この事件で最も当惑しているのが、最大野党の民主進歩党(民進党)だろう。2014年春の学生運動で成功を収めた陳氏の手腕と人気にあやかって、民進党は前出の苗栗県選挙区での候補者擁立を見送り、陳氏を支援することを検討していた。対立候補となる国民党の現職の人気と比べると、告白直前の世論調査では陳氏の支持率が対立候補を上回る結果も出ていた。

若者の政治参画にも影

学生運動をともに主導した林飛帆氏は、陳氏が最初に告白した際、フェイスブックの自らのサイトに以下のように書いた。
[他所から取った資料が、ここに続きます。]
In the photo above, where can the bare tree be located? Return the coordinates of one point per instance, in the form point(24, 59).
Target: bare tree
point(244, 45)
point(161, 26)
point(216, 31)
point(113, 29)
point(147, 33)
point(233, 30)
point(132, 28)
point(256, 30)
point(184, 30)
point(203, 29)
「(陳氏の過去は)パートナーであるわれわれは、以前から知っていたこと。彼はパートナーに過去を隠すことはなかった。この過去は彼にとってかなりのストレスとなっていたようだ。彼の過去は過ちだ。だが、これまで彼が公のためにやってきたこと、彼の貢献を否定することはできない」

陳氏は「ひまわり学運」以前からも社会運動に携わってきており、林氏はそんな過去を評価しつつも、今回の告白が呼び起こした反応について複雑な心境を吐露している。

彼らを支持する学生など、若者層の反応も複雑だ。陳氏のこれまでの活動を評価する声は少なくはないが、彼の過去と今回の行動については否定的な声が広がっている。学生運動での活躍から、国民党・民進党という二大政党による政治に新機軸を打ち立てつつあった学生運動に、冷水を浴びせる形になったことを残念がる支持者も少なくない。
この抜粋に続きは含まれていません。